David McEachran (5 December 1903 – 21 January 1983) was a Scottish football wing forward who played professionally in Scotland, Northern Ireland, England, Canada and the United States.

==Career==
In January 1924 McEachran signed with Vale of Leven F.C. in the Scottish Football League. In July 1924, he transferred to Clydebank. In 1926, he moved to Preston North End of The Football League, playing only one league game on 2 April 1926. That summer, he left Britain to sign with the Fall River in the American Soccer League. In May 1927, the 'Marksmen' crushed Holley Carburetor F.C. in the 1927 National Challenge Cup final. McEachran scored two of the 'Marksmen' goals in their 7–0 victory. He began the 1927–28 season with the 'Marksmen' before transferring to the Boston Soccer Club at the end of the season.
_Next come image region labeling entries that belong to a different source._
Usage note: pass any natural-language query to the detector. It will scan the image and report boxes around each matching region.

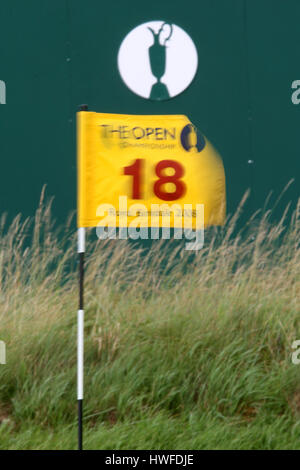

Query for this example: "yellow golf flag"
[77,111,226,228]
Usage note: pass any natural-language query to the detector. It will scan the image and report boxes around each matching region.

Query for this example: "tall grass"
[0,189,300,449]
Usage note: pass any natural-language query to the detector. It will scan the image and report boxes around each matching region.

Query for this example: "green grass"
[0,193,300,449]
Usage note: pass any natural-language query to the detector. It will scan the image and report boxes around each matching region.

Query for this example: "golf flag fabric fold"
[77,111,226,228]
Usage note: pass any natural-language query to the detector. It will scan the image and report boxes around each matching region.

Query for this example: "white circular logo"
[118,21,198,100]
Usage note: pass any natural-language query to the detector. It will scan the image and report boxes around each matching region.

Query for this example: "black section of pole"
[78,104,88,450]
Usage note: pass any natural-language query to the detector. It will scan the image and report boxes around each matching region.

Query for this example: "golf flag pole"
[77,105,88,450]
[77,227,85,450]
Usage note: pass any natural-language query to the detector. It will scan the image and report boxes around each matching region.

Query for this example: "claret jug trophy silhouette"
[148,23,173,100]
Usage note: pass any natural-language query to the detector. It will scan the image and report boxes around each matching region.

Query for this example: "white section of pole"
[77,227,85,253]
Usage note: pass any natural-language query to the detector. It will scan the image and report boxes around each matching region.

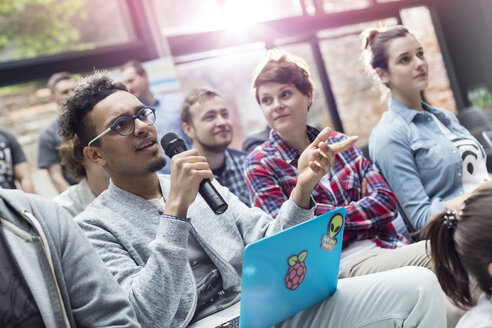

When the ASL was declared an "outlaw league" in the summer of 1928, McEachran moved to the IRT Rangers in the Eastern Soccer League, a rival league created by United States Football Association. He appeared to have returned to the 'Wonder Workers' that season as he played twenty-four games in 1928–29. The 'Wonder Workers' folded at the end of the season and McEachran moved to the Boston Bears for the fall 1929 season. He then transferred to the New Bedford Whalers for the 1929–1930 season. After eight games, he moved to the Providence Gold Bugs. In May 1930, he moved to Canada where he played with Montréal Carsteel FC of the National Soccer League, winning the Carls-Rite Cup as a member of the Montreal all-star team. He was in Montreal as late as October 1932 when Montréal Carsteel FC lost the league championship to Toronto Ulster.

He returned to Scotland and signed with St Johnstone in November 1932, though his contract was cancelled one month later. He then played briefly for Beith. His career ended in 1933 due to a knee injury while playing for Linfield in Northern Ireland.